Les JN continueront jusqu’à la révolution nationale salvatrice les Actions Coup de Poing (ACP), les manifestations, ou toute forme de lutte contre la mise à mort programmée de la famille. »
« Non au mariage pour les paires homosexuelles »
Outre les Identitaires, le gros de la fachosphère, représentant des mouvements minoritaires, soutient ce mouvement. Pour s’informer, il faut lire le Boulevard Voltaire de Robert Ménard, Les Nouvelles de France ou Novopress.
Selon une enquête du Monde, l’expression « Printemps Français » a d’abord été utilisée après la manifestation du 13 janvier. Les premières occurrences se retrouvent dans des blogs de militants chrétiens, notamment celui d’un « militant chrétien de la “Manif’ pour tous”, Cyril Brun, historien catholique et animateur d’un groupe baptisé Résistance éthique.
Dans un texte datant de début février, paru dans le mensuel catholique Présent et repris sur Le Salon beige, blog catholique tendance ultra, l’avocat royaliste Jacques Trémolet de Villers, écrit :
“ Le Printemps français qu’il nous appartient de faire éclore aux premiers jours du printemps de cette année ne demande pas une volonté politique à la disposition très élaborée. Il ne s’agit ni de changer de président, ni encore moins de changer de régime. […]

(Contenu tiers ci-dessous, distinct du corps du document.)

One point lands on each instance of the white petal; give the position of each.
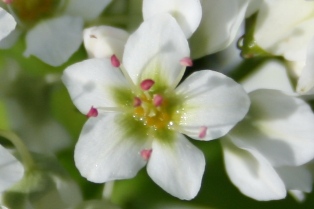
(55, 40)
(91, 83)
(177, 168)
(306, 80)
(7, 23)
(272, 75)
(106, 151)
(220, 23)
(188, 13)
(11, 170)
(283, 31)
(104, 41)
(296, 178)
(211, 100)
(280, 127)
(252, 174)
(154, 51)
(88, 10)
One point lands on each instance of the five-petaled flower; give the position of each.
(139, 114)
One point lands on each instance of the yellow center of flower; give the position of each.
(151, 112)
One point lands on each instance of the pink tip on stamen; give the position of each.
(202, 133)
(137, 102)
(93, 112)
(147, 84)
(146, 153)
(157, 100)
(7, 1)
(186, 61)
(115, 61)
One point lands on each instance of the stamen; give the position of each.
(145, 153)
(147, 84)
(186, 61)
(137, 102)
(203, 131)
(157, 100)
(93, 36)
(93, 112)
(115, 61)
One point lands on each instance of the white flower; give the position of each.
(265, 152)
(7, 23)
(11, 170)
(215, 23)
(282, 31)
(53, 40)
(104, 41)
(142, 115)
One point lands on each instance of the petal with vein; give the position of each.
(252, 173)
(177, 168)
(212, 100)
(92, 82)
(154, 51)
(106, 151)
(55, 40)
(188, 13)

Il s’agit d’obtenir, par un effet de masse, le retrait d’un funeste projet de loi, et si le projet est voté, la non-promulgation de cette loi, et si elle et promulguée, son retrait ou sa suspension, ou sa non-application, en bref, non au mariage pour les paires homosexuelles. ”
Ichtus et la patte d’un ex-para
Là où ça devient complexe, c’est que derrière ces groupes affichés se cachent des influences discrètes. Deux ont été identifiées : l’institut Ichtus et un ancien parachutiste de 52 ans, reconverti dans l’intelligence économique :
- le blog Droites extrêmes soupçonne, derrière le Printemps français, l’influence de l’institut Ichtus, “un institut catholique traditionaliste, héritier de la Cité catholique, un mouvement d’extrême droite, contre-révolutionnaire, qui connut une certaine influence dans les années 50 et 60”. Lequel institut dément mais reconnaît suivre “avec intérêt” l’évolution du Printemps français ;
- Mediapart de son côté identifie Philippe Darantière comme l’un des marionnettistes du mouvement. Selon le site qui s’appuie sur un de ses textes publiés sur Nouvelles de France, il aurait “impulsé les débordements de la manifestation du 24 mars, visant à envahir les Champs-Elysées. Les affrontements avec les forces de l’ordre n’avaient, semble-t-il, rien de spontané”.
Mais si cette agrégation de petits groupes très bruyants donne l’impression que l’on assiste à la naissance d’un mouvement important, il faut garder à l’esprit que ceux qui passent à l’acte ne représentent qu’une poignée d’individus. Pour l’instant.